Thanks very much for your reply! I will go to check that Guide later.
Let me provide some more details about the example data and model code. I have many observations of multinomial counts (3 categories), e.g., row 1: (10, 10, 10), row 2: (12, 8, 10), …, row S: (9, 9, 12). My primary target is to estimate the 3 probability parameters corresponding to the 3 multinomial categories. The first S multivariate observations are fully observed and can be fed into the common multinomial likelihood (with N=30, p=p[1:3]). Due to some special reasons, I also collect 5 extra observations with (NA, NA, NA), with informative missingness. The informative missingness means, I know the missing value for category 1 should be smaller than or equal to 10, and the missing value for category 2 is affirmed to be smaller than or equal to 8. Due to this informative missingness, the missing observations should contribute in the model.
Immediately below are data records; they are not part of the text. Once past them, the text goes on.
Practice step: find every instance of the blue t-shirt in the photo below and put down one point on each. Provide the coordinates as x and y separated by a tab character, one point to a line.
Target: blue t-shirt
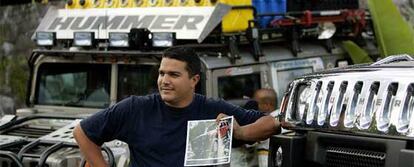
156	133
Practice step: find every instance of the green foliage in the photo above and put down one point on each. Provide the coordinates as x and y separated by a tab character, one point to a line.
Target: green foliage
394	35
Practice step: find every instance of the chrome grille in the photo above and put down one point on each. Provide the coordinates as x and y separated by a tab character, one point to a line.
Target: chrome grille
348	157
373	100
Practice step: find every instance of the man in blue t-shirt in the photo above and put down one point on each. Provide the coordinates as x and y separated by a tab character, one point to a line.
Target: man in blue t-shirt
155	126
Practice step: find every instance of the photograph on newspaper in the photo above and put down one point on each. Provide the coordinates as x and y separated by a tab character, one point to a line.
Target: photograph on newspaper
208	142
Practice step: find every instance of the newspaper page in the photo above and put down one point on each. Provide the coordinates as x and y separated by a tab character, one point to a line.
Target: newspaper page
209	142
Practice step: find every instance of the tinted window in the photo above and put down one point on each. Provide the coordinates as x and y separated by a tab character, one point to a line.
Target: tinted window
238	87
137	80
79	85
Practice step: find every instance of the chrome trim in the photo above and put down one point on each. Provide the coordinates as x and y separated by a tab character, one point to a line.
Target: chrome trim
379	101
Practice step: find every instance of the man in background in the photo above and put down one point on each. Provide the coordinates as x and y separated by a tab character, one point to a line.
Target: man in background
267	100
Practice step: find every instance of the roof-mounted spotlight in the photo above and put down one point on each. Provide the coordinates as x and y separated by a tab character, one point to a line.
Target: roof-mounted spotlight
118	39
83	38
163	39
139	38
45	38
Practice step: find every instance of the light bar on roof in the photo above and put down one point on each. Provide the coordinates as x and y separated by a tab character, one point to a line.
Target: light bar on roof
163	39
45	38
83	38
118	39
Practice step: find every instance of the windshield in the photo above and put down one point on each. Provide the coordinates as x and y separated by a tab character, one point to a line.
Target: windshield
77	85
137	80
238	87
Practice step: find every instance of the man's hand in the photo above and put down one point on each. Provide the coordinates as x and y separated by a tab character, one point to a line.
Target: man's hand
237	130
89	149
262	129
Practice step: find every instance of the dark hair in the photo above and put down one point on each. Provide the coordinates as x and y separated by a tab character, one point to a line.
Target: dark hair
187	55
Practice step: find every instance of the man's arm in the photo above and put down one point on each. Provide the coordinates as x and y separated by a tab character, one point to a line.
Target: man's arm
89	149
262	129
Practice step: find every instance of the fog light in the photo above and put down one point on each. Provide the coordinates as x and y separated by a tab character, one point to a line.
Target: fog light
45	38
118	39
83	38
163	39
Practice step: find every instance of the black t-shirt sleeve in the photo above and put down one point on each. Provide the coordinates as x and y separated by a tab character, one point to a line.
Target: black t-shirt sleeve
107	125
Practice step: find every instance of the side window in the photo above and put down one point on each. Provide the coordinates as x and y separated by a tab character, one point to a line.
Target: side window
136	80
238	87
77	85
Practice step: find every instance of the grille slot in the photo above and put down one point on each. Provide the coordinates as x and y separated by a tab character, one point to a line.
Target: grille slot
26	131
347	157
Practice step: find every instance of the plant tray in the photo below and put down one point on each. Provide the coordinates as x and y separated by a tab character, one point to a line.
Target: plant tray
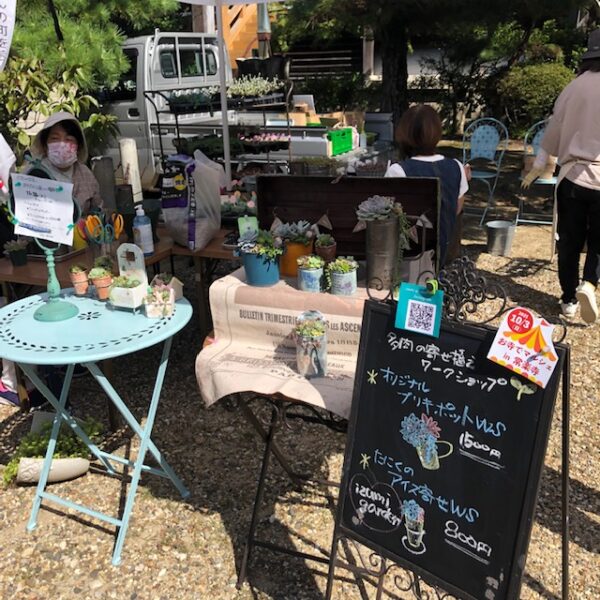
341	140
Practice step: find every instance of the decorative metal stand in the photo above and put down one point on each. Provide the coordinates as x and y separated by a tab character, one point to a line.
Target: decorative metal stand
465	291
284	415
55	309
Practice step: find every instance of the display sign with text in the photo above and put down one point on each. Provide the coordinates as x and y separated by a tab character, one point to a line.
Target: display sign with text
444	456
43	208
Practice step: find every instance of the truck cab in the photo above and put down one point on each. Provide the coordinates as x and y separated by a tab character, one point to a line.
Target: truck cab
163	62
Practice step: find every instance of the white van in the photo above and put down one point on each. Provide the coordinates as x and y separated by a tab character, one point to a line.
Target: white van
162	62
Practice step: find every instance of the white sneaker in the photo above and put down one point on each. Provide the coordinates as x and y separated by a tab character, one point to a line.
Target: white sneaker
586	294
569	309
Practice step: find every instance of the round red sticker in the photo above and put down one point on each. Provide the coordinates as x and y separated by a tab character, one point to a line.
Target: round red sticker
520	320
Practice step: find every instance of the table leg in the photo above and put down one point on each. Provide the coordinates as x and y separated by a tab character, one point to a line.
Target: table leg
100	377
64	394
144	445
200	275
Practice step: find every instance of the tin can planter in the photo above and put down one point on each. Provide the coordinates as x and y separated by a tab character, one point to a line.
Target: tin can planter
343	284
289	260
311	344
102	285
260	271
382	253
341	276
79	280
309	280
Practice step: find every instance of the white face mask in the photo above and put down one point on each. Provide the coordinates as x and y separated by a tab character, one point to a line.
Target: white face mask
62	154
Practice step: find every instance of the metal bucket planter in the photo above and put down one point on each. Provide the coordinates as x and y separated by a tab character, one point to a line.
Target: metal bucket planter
500	235
382	253
310	280
289	260
343	284
260	271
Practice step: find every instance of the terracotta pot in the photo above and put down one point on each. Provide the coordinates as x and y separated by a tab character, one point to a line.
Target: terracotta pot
102	286
293	250
80	282
327	253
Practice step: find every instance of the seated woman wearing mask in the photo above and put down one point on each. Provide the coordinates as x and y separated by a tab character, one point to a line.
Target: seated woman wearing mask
60	152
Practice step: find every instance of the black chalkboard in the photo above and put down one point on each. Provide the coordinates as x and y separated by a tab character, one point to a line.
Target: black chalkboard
473	487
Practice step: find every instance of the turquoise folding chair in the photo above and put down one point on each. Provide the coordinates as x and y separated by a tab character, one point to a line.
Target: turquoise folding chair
531	147
486	139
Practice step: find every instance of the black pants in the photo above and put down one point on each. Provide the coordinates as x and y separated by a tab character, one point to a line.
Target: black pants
578	223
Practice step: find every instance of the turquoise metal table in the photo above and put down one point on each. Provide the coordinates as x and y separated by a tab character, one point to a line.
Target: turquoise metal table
96	333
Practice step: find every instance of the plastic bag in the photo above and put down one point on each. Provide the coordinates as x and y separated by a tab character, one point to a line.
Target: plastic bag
191	199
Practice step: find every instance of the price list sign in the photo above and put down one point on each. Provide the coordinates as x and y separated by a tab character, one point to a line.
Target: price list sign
444	455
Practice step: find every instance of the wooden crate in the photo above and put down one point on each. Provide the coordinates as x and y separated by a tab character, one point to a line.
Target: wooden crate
292	198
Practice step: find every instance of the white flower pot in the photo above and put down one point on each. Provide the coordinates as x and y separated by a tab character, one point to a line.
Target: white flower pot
61	469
The strategy I planned for this is, treating the missing category 1 value as a parameter called Y_miss and putting prior, Truncated Binomial(N=30, p=p[1])T[0,10] on it. And then, conditional on the category 1 value (Y_miss), the category 2 count’s corresponding random variable will follow Binomial(N-Y_miss, p=p[2]/(p[2]+p[3])). For also incorporating the information that “category 2 value should be <=8”, we can add the cumulative version of the binomial distribution function above into the likelihood function to help enhance the estimation of p[1:3] (see the sample code below).
data {
int S;
int<lower=0> Y[S,3];
}
parameters {
real<lower=0, upper=1> p[3];
real Y_miss[5]; //the type here is problematic, but I do not know how to deal with this given the request below
}
model {
// some priors can be put for p[1:3], e.g., Dirichlet
for (s in 1:S){ //for those S rows of complete data
target += multinomial_lupmf(Y[s,]|to_vector(p));
}
for (i in 1:5){ //for those 5 rows of informative NA's
Y_miss[i] ~ binomial(30, p[1]) T[0, 10]; //I want to put truncated binomial prior for this Y_miss parameter
target += binomial_lcdf(8 | 30-Y_miss[i], p[2]/(p[2]+p[3])) //this is my planned likelihood function to handle this informative missing problem, not 100% sure this is appropriate
}
I hope the explanation and the example code clarifies my inquiry better. This model looks a little overparameterized by involving those missing value parameters, but they are nuisance and ancillary ones.
Thanks for any comments on the Stan implementation of this idea or any critiques on my model thoughts for this problem.
Sincerely,
Terrence